La policía de Myanmar empleó de nuevo el miércoles gases lacrimógenos y balas de goma para dispersar a los manifestantes contrarios al golpe de Estado militar del mes pasado. Múltiples reportes desde varias ciudades y pueblos, difíciles de confirmar de forma independiente, señalaron que las autoridades utilizaron munición real y causaron al menos un muerto.

La junta militar intensificó el uso de la fuerza letal y los arrestos masivos durante el fin de semana para tratar de frenar las protestas por el alzamiento del 1 de febrero que derrocó al gobierno electo encabezado por Aung San Suu Kyi . La Oficina de Derechos Humanos de Naciones Unidas dijo que cree que al menos 18 personas perdieron la vida el domingo.

La escalada de la violencia ha derivado en un aumento de los esfuerzos diplomáticos para resolver la crisis política en Myanmar.

Se espera que el Consejo de Seguridad de la ONU celebre una reunión a puerta cerrada sobre la situación el viernes, según diplomáticos que hablaron bajo condición de anonimato antes del anuncio oficial. Gran Bretaña solicitó la reunión, agregaron. Es difícil que se concierte una acción coordinada de algún tipo ya que dos de los miembros permanentes del Consejo, Rusia y China, probablemente la vetarían. Algunas naciones han impuesto o están considerando imponer sus propias sanciones.

Los ministros de Exteriores de la Asociación de Naciones del Sureste Asiático (ASEAN), de la que Myanmar es miembro, celebró una videoconferencia el martes para consensuar medidas de ayuda. El grupo regional de 10 naciones no interfiere en los asuntos internos de los demás. Un comunicado firmado por el presidente del grupo, en lugar de una declaración conjunta, pidió el final de la violencia y un diálogo para alcanzar un acuerdo de forma pacífica.

Ignorando el llamado de la ASEAN, las fuerzas de seguridad de Myanmar siguieron atacando el miércoles a los manifestantes pacíficos.

Es dificil confirmar de forma independiente los detalles de la represión y las víctimas, especialmente fuera de las grandes ciudades. Pero los relatos de la mayoría de los incidentes han sido consistentes en redes sociales y medios locales, y suelen estar acompañados de videos o fotos. También es probable que muchos altercados en zonas remotas no se reporten o pasen desapercibidos.

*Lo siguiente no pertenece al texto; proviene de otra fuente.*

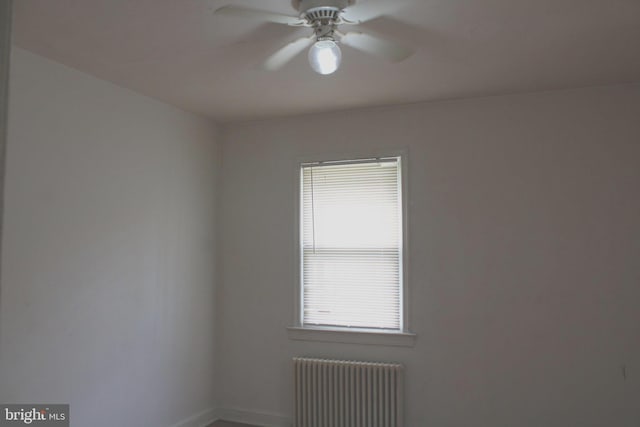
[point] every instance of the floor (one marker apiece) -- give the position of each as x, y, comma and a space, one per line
229, 424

En Monywa, que ha registrado movilizaciones multitudinarias, tres personas fueron baleadas el miércoles, una de ellas en la cabeza, según informó la Voz Democrática de Burma, una televisora y cibersitio de noticias independiente. Esta ciudad del centro del país también registró víctimas mortales el domingo.

En Myingyan, en la misma región central, múltiples publicaciones en redes sociales anunciaron la muerte a tiros de un chico de 14 años. Las imágenes mostraron lo que se dijo que era su cuerpo, con la cabeza y el pecho empapados en sangre, siendo trasladado desde el lugar donde cayó por otros manifestantes.

En Magwe, también en el centro del país, un estudiante habría sufrido heridas graves por un disparo.

En la localidad de Hpakant, en el estado norteño de Kachin, se reportó que cuatro personas fueron alcanzadas por disparos con munición real. Históricamente, la minoría étnica kachin ha mantenido una tensa relación con el gobierno central birmano y tiene una guerrilla propia.

De acuerdo con informaciones, una persona fue baleada en Pyinoolwin, una localidad en el centro de Myanmar más conocida por su nombre colonial británico, Maymyo. Es un popular destino turístico por su clima fresco y en su día fue una estación de montaña establecida por los administradores británicos durante la temporada cálida. El tiroteo habría comenzado cuando las fuerzas de seguridad cortaron una carretera a los manifestantes.

Las habituales protestas diarias en Yangón y Mandalay, las dos ciudades más grandes del país, volvieron a ser atacadas por la policía.

En Mandalay, agentes antimotines respaldados por soldados dispersaron una movilización contra el alzamiento persiguiendo a unos 1.000 profesores y estudiantes desde una calle con gases lacrimógenos y lo que parecieron ser disparos de advertencia.

Un video de The Associated Press mostró a una patrulla policial disparando tirachinas en dirección a los manifestantes tras su dispersión. Uno de los hombres también apuntó su arma en la misma dirección.

El golpe del 1 de febrero revirtió años de lentos avances hacia la democracia luego de cinco décadas de gobierno militar y se produjo en el mismo día en que el recién elegido Parlamento debía iniciar su sesión. El partido de Suu Kyi, la Liga Nacional para la Democracia, tendría que haber asumido el poder para un segundo mandato de cinco años, pero en su lugar ella, el presidente Win Myint y otros altos cargos fueron arrestados.